The Blue Flower is the story of the romance of Friedrich von Hardenberg, later famous as the German Romantic poet-novelist-philosopher Novalis, with a 12-year old girl, Sophie Von Kuhn. The story is told in brief chapters, from the points of view of several characters: Hardenberg himself, a female friend who may fancy herself a rival of Sophie’s, Hardenburg’s sister, Sophie’s sister, and so on. The large cast of characters is wonderfully described, each character briefly and accurately limned, and all treated with humor and affection. In addition, details of how life was lived in 18th century Saxony are casually strewn throughout the book, and a very accurate-feeling picture of everyday life, and more importantly, how everyday people thought, is the result.

The main characters are odd but interesting: Fritz von Hardenberg is a young artist with Romantic attitudes: and at the same time realistically a brother and a son, and also a fairly conscientious apprentice salt-mine inspector. Sophie is a 12-year old girl of very little intelligence, and is unsparingly presented as such (indeed, her character is probably treated with less sympathy than any other in the book.)

As far as I can tell, every character in the book – at least every even moderately prominent character – is historical, though it is hard for me to be sure how closely Fitzgerald’s characterizations resemble the historical record.
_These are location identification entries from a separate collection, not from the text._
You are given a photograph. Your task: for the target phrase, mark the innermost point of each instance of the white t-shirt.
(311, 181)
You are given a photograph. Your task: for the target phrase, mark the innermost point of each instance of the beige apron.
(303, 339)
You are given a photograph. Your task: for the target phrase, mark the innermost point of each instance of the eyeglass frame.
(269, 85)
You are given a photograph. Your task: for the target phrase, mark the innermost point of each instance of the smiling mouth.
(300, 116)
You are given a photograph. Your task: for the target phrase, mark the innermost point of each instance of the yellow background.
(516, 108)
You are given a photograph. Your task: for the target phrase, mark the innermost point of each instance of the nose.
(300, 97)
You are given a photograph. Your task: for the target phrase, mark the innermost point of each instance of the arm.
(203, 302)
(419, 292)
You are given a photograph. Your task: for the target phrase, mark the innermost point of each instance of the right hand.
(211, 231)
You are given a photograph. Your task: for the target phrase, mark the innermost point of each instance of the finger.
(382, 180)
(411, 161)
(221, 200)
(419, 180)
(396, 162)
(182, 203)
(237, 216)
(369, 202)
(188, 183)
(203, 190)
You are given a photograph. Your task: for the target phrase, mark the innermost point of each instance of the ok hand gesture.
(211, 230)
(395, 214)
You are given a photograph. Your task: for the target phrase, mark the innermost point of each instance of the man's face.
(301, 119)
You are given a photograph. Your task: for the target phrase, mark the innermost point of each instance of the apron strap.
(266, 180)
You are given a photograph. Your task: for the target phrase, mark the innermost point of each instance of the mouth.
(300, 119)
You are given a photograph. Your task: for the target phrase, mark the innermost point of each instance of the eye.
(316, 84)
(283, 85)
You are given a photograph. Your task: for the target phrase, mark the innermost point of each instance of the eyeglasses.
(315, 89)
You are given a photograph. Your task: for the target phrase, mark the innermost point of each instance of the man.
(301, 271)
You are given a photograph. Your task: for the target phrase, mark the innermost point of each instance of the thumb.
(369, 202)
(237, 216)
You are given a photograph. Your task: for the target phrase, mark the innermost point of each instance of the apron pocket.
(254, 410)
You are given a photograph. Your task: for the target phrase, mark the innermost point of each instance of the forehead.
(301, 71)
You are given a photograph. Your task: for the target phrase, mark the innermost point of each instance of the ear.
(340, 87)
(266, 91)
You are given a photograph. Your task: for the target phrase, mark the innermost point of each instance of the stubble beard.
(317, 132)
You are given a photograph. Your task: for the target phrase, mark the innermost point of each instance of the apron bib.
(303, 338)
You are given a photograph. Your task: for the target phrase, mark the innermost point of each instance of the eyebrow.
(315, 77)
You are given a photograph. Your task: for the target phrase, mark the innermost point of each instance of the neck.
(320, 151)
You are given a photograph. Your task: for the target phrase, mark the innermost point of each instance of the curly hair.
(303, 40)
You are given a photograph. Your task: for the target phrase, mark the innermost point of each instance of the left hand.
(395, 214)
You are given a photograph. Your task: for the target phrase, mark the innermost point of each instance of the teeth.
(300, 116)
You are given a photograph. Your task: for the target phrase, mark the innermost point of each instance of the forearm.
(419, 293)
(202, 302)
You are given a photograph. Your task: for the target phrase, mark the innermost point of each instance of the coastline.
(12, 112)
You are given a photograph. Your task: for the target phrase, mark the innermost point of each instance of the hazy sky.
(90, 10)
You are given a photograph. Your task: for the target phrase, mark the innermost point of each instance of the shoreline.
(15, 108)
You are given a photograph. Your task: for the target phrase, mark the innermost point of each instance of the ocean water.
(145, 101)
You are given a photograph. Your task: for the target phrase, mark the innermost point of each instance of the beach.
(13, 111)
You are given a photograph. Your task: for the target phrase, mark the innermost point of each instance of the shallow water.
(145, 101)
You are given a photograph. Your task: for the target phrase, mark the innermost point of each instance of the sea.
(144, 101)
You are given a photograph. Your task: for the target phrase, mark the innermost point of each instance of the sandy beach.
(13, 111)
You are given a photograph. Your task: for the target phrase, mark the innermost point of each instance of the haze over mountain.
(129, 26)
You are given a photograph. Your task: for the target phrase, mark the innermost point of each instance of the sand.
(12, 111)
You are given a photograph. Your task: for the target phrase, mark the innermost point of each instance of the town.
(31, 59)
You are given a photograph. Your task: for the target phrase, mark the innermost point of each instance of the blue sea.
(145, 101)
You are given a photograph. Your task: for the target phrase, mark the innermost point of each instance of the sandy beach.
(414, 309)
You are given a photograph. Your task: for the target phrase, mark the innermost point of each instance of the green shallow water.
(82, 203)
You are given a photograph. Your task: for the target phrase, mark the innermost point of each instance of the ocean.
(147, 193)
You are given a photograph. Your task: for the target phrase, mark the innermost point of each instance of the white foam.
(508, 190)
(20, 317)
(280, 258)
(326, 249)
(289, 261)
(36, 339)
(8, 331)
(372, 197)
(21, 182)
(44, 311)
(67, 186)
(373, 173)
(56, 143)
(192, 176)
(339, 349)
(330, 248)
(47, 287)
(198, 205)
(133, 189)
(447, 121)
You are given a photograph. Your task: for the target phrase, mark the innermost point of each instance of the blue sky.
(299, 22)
Knowledge of the historical events depicted here cast a sort of pall over the events of the novel: we know that Sophie will die very young, and von Hardenberg not much later. Novalis first became famous for a series of prose poems written in Sophie’s memory (“Hymns to the Night”), and his major work, the novel Heinrich von Ofterdingen, was left uncompleted at his death. Despite this pall, the book is funny, engaging, and beautiful in a delicate-seeming fashion.

Fitzgerald is one of my favorite authors. As I said, she seems to be less well-known in the US than elsewhere: and I’m not quite sure why. She does not seem overtly “English”, for instance. The fine novels Innocence, The Gate of Angels and The Beginning of Spring do seem to be available here. I recommend all her work highly.